Theme: Epidemiology & Public Health Research Year: 2022
Tracking hepatitis C (HCV) elimination requires measuring direct acting antiviral (DAA) treatment
uptake. The U.S. Medicaid program provides healthcare coverage for low-income individuals,
including many people with HCV. We examined factors associated with receipt of DAA in the 6-
months following a new HCV diagnosis.
We used data from the newly available 2017-8 T-MSIS Analytic File, which includes Medicaid claims
from 50 states, Washington DC, and Puerto Rico. We identified individuals aged 18-64 with a new
diagnosis of HCV in 2018, who were continuously enrolled for 12 months before and 6 months after
the new HCV diagnosis. HCV diagnosis was identified by ICD-10 code. We calculated the proportion
receiving a DAA prescription within 6 months of diagnosis and used logistic regression to examine
demographic factors and ICD-10-identified co-morbidities associated with treatment uptake.
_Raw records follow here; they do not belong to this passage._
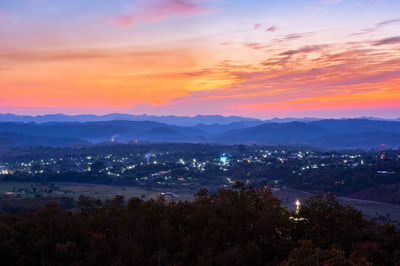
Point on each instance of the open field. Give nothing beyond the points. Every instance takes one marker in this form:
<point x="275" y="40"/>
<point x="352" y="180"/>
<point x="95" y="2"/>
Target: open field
<point x="75" y="190"/>
<point x="370" y="209"/>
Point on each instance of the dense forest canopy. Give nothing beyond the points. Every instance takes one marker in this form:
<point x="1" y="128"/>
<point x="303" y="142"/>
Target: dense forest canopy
<point x="243" y="226"/>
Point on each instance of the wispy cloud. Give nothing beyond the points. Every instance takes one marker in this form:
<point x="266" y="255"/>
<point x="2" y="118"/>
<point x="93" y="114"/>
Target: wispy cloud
<point x="155" y="10"/>
<point x="387" y="41"/>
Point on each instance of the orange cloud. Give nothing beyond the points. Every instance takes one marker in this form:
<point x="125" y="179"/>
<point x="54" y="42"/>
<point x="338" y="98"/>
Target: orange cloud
<point x="155" y="10"/>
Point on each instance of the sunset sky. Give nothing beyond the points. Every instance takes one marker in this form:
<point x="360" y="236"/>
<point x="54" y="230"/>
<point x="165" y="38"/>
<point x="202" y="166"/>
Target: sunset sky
<point x="256" y="58"/>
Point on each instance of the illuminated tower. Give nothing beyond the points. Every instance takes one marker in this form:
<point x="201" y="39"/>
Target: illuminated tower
<point x="298" y="204"/>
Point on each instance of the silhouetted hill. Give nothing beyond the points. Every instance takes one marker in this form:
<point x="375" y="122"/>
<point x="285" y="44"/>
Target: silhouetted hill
<point x="274" y="133"/>
<point x="353" y="126"/>
<point x="102" y="131"/>
<point x="216" y="129"/>
<point x="345" y="133"/>
<point x="172" y="120"/>
<point x="16" y="140"/>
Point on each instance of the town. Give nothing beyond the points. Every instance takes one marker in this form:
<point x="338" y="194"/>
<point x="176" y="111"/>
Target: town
<point x="189" y="167"/>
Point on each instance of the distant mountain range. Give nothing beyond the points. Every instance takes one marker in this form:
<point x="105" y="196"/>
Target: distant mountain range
<point x="171" y="120"/>
<point x="328" y="133"/>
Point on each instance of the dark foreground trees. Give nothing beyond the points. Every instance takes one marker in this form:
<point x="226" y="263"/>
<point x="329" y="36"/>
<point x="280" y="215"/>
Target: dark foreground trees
<point x="233" y="227"/>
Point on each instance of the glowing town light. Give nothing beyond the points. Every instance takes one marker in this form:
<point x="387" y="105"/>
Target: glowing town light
<point x="224" y="159"/>
<point x="298" y="204"/>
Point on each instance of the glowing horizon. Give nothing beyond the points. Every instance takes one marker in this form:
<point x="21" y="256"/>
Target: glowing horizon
<point x="263" y="59"/>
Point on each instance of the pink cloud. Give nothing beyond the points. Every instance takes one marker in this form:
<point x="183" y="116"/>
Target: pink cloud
<point x="392" y="40"/>
<point x="271" y="29"/>
<point x="155" y="10"/>
<point x="257" y="26"/>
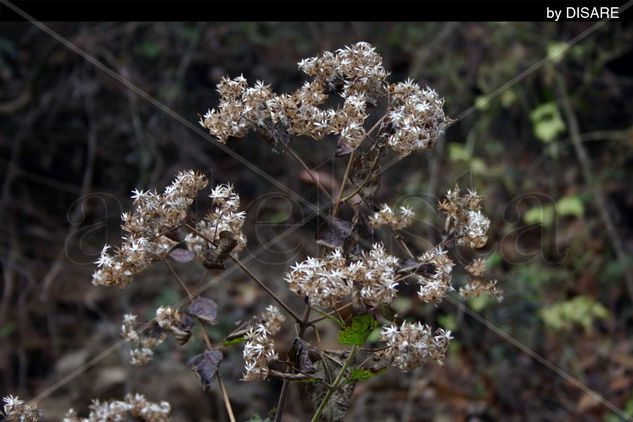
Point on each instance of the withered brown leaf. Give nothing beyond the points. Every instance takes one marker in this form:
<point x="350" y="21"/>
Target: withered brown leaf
<point x="205" y="365"/>
<point x="203" y="308"/>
Among 79,567 individuals meeting inclusion criteria, mean age was 45y, 51% were male, 56% white,
16% black, and 11% Hispanic. 58% had an injection drug use diagnosis, and 9% had a cirrhosis
diagnosis. 9,497 (12%) received DAA treatment within 6 months of new HCV diagnosis. In
multivariate regression, age in years (OR 1.09, p<0.0001), male sex (OR 1.37, p<0.0001), and cirrhosis
(OR 2.14, p<0.0001) were associated with increased treatment uptake. Black race (OR 0.9, p=0.001,
ref=White) and Hispanic ethnicity (OR 0.89, p=0.002, ref=White), injection drug use (OR 0.79,
p<0.0001), alcohol use disorder (OR 0.7, p<0.0001), HIV (OR 0.74, p<0.0001), and having a mental
health diagnosis (OR 0.68, p<0.0001) were associated with decreased treatment uptake.
In this initial analysis of HCV treatment uptake among a national cohort of Medicaid enrollees, we
found disparities in treatment uptake based on demographic factors, injection drug use, and other
co-morbidities. Further work will examine geographic and policy differences in treatment patterns,
and changes over time.
Disclosure of Interest Statement:
This work was funded by the National Institute on Drug Abuse (K01 DA048172 to SNK and P30
DA040500) and the National Institute of Diabetes, Digestive and Kidney Diseases (R01 DK123205 to
MS and R01 DK123205-02S1 to CG). The contents of this publication are solely the responsibility of
the authors and do not necessarily represent the views of the funding agencies or the US
government. Dr. Kapadia has received research grants paid to his institution from Gilead Sciences
Inc, unrelated to the current study. All other authors report no potential conflicts of interest.